The story isn’t much to anyone familiar with the show: two rookie cops, Jenko (Channing Tatum) and Schmidt (Academy Award Nominee Jonah Hill—if I were him I would require people to refer to me as that every time I was about to drop a fart joke), blow their first bust. Because they look like twelve-year-olds they get bounced to a covert unit that places undercover officers in high schools, located at the eponymous 21 Jump Street. As the chief (Nick Offerman) says, they can’t come up with anything original, and this is some “recycled shit from the past.” Back in the day Jenko was super popular while Schmidt was a chubby, Eminem-looking outcast. However, things have changed since they roamed the hallways.

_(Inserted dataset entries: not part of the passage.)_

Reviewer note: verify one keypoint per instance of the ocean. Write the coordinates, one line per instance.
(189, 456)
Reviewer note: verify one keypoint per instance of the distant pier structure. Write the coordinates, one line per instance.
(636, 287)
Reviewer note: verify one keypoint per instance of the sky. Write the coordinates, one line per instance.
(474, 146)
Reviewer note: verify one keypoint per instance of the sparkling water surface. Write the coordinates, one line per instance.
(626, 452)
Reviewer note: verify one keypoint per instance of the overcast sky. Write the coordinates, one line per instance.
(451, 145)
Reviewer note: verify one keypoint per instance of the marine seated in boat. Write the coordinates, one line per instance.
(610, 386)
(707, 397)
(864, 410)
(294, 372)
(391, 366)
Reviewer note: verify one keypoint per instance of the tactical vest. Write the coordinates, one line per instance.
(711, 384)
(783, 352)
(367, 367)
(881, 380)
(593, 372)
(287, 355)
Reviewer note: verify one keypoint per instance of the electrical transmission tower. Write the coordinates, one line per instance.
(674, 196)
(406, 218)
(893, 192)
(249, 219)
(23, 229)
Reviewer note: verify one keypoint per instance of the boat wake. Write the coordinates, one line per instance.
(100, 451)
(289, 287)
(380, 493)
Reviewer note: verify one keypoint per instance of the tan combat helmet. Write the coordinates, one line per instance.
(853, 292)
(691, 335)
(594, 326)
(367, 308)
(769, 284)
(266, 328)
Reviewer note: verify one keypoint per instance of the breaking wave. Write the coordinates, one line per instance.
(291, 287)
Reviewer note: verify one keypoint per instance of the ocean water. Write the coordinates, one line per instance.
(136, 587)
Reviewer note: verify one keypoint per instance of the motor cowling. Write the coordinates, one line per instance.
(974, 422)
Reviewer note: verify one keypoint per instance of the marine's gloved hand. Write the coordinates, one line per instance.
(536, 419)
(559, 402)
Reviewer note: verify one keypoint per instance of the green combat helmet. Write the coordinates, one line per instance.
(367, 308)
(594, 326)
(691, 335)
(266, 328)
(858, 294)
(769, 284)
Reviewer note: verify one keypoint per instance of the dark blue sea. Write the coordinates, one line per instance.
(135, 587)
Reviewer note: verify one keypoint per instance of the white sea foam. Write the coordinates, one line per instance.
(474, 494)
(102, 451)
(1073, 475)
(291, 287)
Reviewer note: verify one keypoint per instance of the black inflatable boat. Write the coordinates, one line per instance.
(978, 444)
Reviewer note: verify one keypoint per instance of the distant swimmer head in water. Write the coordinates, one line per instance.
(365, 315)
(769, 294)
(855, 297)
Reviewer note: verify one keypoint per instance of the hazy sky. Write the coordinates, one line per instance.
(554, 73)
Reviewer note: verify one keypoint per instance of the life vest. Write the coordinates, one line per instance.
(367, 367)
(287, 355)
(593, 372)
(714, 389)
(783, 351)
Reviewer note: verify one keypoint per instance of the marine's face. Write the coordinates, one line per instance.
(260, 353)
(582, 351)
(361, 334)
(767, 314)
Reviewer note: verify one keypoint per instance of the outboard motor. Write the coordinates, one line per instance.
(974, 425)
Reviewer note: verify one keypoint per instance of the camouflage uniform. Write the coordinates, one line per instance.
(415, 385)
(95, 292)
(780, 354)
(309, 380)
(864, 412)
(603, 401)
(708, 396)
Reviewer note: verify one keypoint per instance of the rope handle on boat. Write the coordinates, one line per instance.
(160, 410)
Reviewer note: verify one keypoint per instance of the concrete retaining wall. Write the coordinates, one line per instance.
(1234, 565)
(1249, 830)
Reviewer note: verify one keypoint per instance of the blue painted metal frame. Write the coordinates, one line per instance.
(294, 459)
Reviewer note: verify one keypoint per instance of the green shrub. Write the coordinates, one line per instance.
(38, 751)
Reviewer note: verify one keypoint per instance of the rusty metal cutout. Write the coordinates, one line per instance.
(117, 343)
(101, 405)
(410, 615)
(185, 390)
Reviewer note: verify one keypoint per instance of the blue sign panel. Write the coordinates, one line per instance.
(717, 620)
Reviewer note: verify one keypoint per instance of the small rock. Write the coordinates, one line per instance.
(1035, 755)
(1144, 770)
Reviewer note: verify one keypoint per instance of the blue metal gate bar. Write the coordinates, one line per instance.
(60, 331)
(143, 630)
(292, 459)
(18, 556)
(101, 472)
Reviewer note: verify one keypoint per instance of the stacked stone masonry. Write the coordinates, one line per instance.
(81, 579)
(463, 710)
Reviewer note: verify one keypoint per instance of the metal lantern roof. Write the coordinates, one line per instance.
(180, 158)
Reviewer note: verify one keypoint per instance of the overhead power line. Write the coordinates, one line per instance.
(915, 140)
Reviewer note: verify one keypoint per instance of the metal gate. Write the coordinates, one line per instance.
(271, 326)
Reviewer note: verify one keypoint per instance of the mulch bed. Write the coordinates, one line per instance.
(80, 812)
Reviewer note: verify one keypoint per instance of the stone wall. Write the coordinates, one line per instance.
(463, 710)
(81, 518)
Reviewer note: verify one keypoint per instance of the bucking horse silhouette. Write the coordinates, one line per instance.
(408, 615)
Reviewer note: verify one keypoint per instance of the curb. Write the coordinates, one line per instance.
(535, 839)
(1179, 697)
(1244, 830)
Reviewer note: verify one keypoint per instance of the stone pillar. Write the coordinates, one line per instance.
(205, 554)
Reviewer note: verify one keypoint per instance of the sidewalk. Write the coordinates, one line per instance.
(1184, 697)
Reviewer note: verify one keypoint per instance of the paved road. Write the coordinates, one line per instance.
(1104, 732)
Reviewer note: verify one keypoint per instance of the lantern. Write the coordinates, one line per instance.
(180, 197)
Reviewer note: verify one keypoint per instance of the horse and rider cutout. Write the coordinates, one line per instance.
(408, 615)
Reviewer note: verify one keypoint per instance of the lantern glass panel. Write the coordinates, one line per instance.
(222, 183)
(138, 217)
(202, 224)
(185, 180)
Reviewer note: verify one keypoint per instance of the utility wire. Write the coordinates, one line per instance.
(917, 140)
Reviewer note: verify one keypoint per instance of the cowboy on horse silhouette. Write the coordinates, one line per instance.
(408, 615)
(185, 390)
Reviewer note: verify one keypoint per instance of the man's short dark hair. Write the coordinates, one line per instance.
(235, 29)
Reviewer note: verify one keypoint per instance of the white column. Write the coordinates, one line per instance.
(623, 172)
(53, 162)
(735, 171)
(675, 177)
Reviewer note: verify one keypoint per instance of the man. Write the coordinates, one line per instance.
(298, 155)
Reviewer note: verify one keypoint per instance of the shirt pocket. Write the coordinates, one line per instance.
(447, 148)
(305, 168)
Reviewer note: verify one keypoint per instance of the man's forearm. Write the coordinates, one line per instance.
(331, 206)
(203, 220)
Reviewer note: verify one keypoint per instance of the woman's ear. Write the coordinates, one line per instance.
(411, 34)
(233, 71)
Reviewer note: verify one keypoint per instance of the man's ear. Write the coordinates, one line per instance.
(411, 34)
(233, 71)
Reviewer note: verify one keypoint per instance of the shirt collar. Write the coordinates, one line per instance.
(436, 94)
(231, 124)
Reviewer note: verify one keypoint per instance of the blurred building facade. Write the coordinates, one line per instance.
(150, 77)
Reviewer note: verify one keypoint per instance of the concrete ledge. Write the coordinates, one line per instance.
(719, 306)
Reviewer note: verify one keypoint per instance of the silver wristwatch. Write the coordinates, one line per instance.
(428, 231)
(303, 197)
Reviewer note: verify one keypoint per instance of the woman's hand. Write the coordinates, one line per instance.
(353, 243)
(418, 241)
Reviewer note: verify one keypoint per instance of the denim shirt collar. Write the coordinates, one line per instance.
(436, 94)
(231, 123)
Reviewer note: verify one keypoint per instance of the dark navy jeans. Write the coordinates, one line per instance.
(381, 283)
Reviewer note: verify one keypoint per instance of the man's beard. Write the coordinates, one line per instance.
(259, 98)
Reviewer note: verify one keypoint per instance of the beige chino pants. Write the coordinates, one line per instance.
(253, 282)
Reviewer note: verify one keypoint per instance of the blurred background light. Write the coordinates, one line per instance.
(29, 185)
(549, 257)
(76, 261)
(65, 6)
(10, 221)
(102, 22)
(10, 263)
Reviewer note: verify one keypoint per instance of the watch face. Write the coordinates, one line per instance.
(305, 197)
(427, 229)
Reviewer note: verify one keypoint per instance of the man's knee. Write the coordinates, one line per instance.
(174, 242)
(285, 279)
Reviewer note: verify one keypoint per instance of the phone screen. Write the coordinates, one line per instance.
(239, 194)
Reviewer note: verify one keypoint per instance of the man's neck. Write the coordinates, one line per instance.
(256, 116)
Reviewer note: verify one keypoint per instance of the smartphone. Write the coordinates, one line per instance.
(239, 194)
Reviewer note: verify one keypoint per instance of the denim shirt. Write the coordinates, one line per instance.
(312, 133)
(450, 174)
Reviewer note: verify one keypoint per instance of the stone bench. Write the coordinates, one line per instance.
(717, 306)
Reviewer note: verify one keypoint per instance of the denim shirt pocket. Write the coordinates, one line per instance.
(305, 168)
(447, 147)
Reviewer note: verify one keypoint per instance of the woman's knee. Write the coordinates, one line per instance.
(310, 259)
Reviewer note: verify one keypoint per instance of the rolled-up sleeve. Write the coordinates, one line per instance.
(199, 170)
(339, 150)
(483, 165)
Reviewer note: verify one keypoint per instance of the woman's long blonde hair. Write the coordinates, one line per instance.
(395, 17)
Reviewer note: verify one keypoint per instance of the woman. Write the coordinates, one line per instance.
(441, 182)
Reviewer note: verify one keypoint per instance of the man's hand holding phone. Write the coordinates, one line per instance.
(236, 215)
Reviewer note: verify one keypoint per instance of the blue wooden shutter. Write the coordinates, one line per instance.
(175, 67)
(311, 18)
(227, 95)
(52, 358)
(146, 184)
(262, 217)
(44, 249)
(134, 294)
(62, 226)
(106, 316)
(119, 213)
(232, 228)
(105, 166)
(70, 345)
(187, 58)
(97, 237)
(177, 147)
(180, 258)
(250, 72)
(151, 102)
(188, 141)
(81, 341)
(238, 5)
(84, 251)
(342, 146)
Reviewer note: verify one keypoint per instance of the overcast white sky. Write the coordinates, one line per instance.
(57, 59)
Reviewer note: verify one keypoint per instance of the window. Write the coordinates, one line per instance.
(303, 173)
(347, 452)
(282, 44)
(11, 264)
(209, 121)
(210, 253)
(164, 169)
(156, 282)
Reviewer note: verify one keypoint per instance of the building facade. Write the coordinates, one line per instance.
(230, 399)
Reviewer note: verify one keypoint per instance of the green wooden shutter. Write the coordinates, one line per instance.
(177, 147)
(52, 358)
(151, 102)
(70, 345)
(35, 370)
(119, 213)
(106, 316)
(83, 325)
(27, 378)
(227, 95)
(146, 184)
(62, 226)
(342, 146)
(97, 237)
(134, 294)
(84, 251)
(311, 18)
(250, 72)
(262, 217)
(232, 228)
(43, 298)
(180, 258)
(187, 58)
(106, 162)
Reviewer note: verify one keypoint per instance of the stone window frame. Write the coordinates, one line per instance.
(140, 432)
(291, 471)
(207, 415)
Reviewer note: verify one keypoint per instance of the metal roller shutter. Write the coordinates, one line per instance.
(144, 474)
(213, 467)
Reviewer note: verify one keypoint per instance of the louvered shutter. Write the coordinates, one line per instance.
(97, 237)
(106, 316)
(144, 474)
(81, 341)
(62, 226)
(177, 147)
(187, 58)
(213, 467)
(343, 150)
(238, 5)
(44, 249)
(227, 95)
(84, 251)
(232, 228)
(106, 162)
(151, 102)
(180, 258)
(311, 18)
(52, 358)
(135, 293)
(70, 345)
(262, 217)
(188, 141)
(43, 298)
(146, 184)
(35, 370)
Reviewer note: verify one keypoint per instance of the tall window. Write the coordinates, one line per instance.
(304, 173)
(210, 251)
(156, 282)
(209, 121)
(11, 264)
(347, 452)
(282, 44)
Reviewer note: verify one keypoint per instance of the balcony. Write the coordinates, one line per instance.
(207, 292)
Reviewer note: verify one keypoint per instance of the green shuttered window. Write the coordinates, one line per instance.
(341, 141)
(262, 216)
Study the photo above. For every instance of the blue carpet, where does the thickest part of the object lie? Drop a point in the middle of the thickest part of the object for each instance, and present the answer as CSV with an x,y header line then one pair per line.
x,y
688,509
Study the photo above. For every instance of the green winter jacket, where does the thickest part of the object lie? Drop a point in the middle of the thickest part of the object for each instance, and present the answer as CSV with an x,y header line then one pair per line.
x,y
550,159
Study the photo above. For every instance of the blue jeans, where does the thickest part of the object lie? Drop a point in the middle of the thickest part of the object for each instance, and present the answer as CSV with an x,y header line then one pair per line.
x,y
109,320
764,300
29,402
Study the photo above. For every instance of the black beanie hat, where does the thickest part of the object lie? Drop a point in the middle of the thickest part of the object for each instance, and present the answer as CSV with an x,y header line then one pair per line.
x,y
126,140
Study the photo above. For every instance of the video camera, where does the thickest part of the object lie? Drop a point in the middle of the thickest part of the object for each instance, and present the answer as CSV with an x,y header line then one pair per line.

Now the cool kids care, they study, they love the environment and comic books, and the two best buds find their former roles reversed in this brave new world.

Hill’s stumbly awkward humor is personable and falls in a middle ground between his roles in “Moneyball” and “Superbad”. However, it’s Tatum that is the real surprise in “21 Jump Street”. I’ve always had a mysterious soft spot for him, but I’ve never known why until now. He totally plays off and against his one-note, meat head/bro persona with incredible results, and is stone hilarious. Tatum should really stick to comedy and avoid anything serious. He was terrible in “Son of No One” and “The Eagle”, but he was the one good part of “The Dilemma” when he played for laughs. Hill and Tatum have a great chemistry and timing; they simply work well together. You feel like you’re watching two good friends, and they have a handful of legitimately sweet moments together where the bond is obvious. Their connection helps the film transcend being just another silly, foul-mouthed comedy, even a clever one, and gives it a bit of heart.

Tatum and Hill make Jenko and Schmidt real, which anchors the movie and allows the supporting cast to fly around and get ridiculous when the need arises. Ice Cube plays the head of Jump Street in a way that both lampoons the “angry black captain” stereotype, and reminds you when Ice Cube was one of the scariest dudes on the planet (NWA era Cube was a bad, bad man). Brie Larson steals Schmidt’s heart, and a lot of scenes, as the adorable, sarcastic Molly, and Dave Franco kills it as Eric, the guitar-strumming kingpin who hocks a new designer drug called Holy Fucking Shit. Rob Riggle, Ellie Kemper, and Chris Parnell all pop up as teachers—each contributing to the running, you-don’t-look-like-high-school-kids gag.

As surprising as you might find this, “21 Jump Street” is a raucous, shockingly witty, great time at the movies. The funniest thing I’ve seen so far this year, you’ll want to get to the theater to see this. There are lots of reasons to watch “21 Jump Street”, but high on that list is that you can finally say, “well I’ll be damned, Channing Tatum really does deserve a career in movies.”